I don’t regret it either, especially since I’ve found out that the iPhone lacks voice activated dialing. And with the 2MB that I’ve added to my Pearl, I can save media to my phone. Maybe not as much as I could have added to the iPhone, but the functionality is still there.
So, unless Apple plans to drop it’s prices to compete with the BB, the iPhone will never kill the BB. Never.
: )
One other noteworthy tidbit:
AT&T unlimited data plan
iPhone $20 / month
BB $30 / month ???????
Go figure. My BB 7290 is sans data plan, but IF…IF I move to an iPhone, then data connectivity is virtually mandatory (a serious flaw? – offline BUSINESS functionality lacking). My cell phone is an extension of my business capability, not a portable entertainment device. The 8120 (wifi Pearl) is a leap forward, as I seldom do email except at my / client / airport.
For a person that travels widely, AT&T is the only real option for a network carrier (broad coverage and global GSM support), regardless of Verizon’s “can you hear me now” coverage campaign vs. AT&Ts “more bars in more places” slogan. Both are good, but they would be awesome on the same network technology, sharing infrastructure, and competing on phone features and service capability. TMobile is still spotty coverage for someone that travels extensively, so Cingular was the obvious choice for iPhone support.
Touch phones are a fab! They are non-reliable and will go out of style.
@ gquaglia
The comment about who cares what phones Celebs have… on a personal note, I think you’re right. People shouldn’t care what celebs wear/drive/talk on. However, that’s not real life. I believe it is good marketing for RIM that we see celebs on their BBs. There are actually a lot of people out there that watch these celebreality shows… they’ve all got Curves! People watch those shows and want what those people have… the house/car/Curve… So while it may not be important to you… it’s extremely important to RIM.

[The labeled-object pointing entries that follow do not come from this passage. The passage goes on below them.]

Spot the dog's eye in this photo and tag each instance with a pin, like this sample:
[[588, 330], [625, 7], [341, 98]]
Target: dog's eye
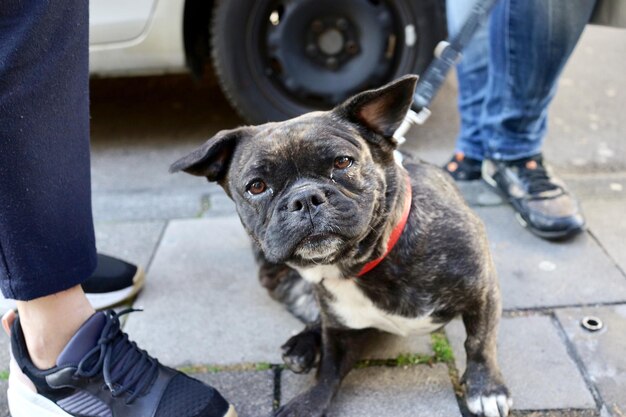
[[256, 187], [343, 162]]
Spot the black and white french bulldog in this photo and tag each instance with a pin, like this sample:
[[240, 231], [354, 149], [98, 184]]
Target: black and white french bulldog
[[353, 242]]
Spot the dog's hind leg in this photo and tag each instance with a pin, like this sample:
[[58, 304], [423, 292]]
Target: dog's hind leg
[[485, 391]]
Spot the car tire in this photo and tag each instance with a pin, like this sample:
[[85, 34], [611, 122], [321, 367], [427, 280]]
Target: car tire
[[277, 59]]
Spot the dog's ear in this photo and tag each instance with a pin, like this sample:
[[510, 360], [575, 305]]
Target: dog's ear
[[381, 110], [212, 159]]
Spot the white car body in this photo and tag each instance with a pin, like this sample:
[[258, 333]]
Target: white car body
[[138, 37]]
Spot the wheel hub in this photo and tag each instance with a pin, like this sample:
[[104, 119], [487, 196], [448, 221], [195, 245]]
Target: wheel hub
[[327, 50]]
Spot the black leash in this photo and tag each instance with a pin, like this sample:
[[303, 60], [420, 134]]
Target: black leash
[[447, 54]]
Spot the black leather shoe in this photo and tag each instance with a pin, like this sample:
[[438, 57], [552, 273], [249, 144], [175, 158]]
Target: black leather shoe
[[113, 282], [100, 373], [542, 202]]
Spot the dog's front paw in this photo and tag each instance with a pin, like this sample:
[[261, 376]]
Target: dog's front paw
[[301, 352], [487, 395], [303, 405]]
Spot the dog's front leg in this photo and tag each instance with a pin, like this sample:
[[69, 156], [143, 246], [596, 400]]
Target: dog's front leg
[[341, 348], [485, 390]]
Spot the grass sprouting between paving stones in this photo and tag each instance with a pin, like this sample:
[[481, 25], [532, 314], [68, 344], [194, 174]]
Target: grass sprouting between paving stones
[[441, 348]]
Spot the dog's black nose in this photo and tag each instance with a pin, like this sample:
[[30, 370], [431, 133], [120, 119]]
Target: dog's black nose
[[310, 199]]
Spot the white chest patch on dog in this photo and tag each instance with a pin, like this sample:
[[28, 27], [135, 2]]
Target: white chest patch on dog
[[357, 311]]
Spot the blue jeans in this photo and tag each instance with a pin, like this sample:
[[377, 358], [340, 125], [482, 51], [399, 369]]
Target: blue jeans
[[508, 74], [46, 229]]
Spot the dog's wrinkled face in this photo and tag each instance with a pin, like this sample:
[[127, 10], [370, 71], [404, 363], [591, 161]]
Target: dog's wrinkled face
[[305, 189], [308, 190]]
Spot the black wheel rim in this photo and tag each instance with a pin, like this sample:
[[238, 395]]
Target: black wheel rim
[[312, 54]]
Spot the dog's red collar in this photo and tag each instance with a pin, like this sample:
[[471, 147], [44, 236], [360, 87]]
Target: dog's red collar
[[395, 233]]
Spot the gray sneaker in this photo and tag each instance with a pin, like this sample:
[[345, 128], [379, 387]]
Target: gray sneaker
[[100, 373], [541, 201]]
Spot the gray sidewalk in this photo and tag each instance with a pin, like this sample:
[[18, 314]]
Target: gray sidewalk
[[206, 313]]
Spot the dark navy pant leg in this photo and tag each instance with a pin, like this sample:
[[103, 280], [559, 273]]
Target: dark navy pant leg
[[46, 228]]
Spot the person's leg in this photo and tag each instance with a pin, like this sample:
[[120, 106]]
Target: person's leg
[[46, 230], [47, 239], [530, 42], [472, 75], [44, 162]]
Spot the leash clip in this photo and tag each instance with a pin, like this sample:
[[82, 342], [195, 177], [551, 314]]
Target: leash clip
[[411, 119]]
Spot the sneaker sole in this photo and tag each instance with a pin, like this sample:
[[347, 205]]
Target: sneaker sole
[[549, 235], [26, 403], [110, 299]]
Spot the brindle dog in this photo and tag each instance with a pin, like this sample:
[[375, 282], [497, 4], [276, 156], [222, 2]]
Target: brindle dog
[[320, 196]]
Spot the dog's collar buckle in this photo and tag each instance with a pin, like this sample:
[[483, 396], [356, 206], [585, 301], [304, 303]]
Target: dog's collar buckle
[[395, 233]]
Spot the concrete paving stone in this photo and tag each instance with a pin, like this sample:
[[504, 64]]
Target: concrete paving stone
[[478, 193], [384, 391], [590, 188], [219, 204], [203, 303], [603, 353], [537, 273], [607, 222], [146, 205], [252, 393], [389, 346], [534, 362], [556, 413], [132, 241]]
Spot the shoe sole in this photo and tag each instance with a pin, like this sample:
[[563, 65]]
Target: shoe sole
[[113, 298], [26, 403], [549, 235], [105, 300]]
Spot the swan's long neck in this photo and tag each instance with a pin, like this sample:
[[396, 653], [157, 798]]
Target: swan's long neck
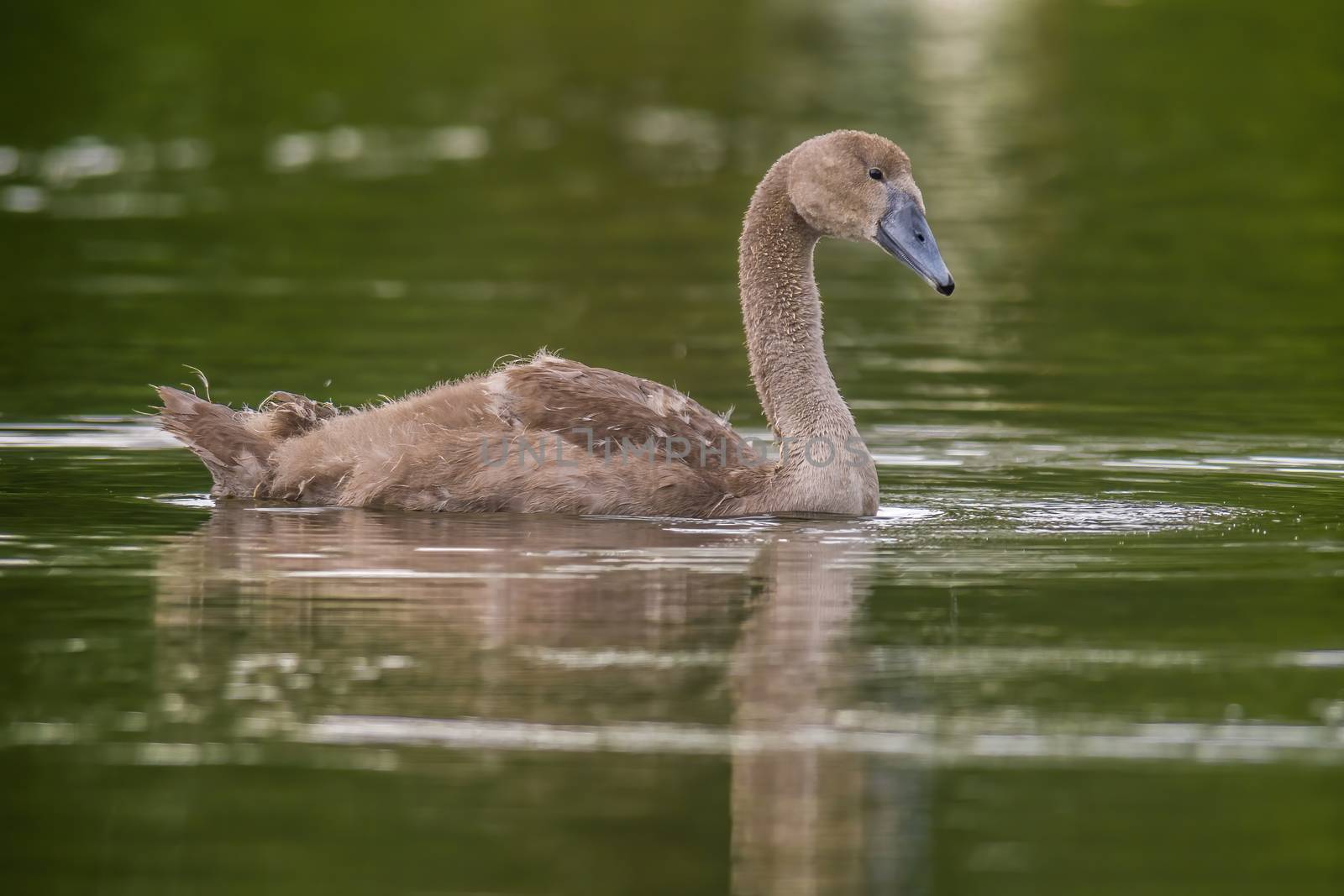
[[781, 312]]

It’s just like NASCAR. People really don’t follow the sport like baseball or football. They follow it because of the accidents and drinking. It’s one big party! And the cars have sponsors who they do follow. Like walking billboards. So even though many can give a rats Ass about whose driving the car, they’ll walk around rooting for the guy in the Jack Daniels car, and I can’t blame them. Who doesn’t like a good old shot of Jack?
Have a BB pearl and it is a phone that I can use for all time! I have checked out the iphone and I agree that is jus a fad and that touch pad is jus wrong I perceive problems down the road and BB will take over
Interesting, I stumbled across this forum during a search. As an outsider looking in it looks like a lot of people trying to put down another product to make them feel better about what they have. I do predict the iphone will be the #1 phone in the market within the next 1-2 years. With the new version coming out with the SDK to allow production of all those business programs you all want, push email, exchange server, G3, etc, there will be a lot of BB users changing over. Wait and see.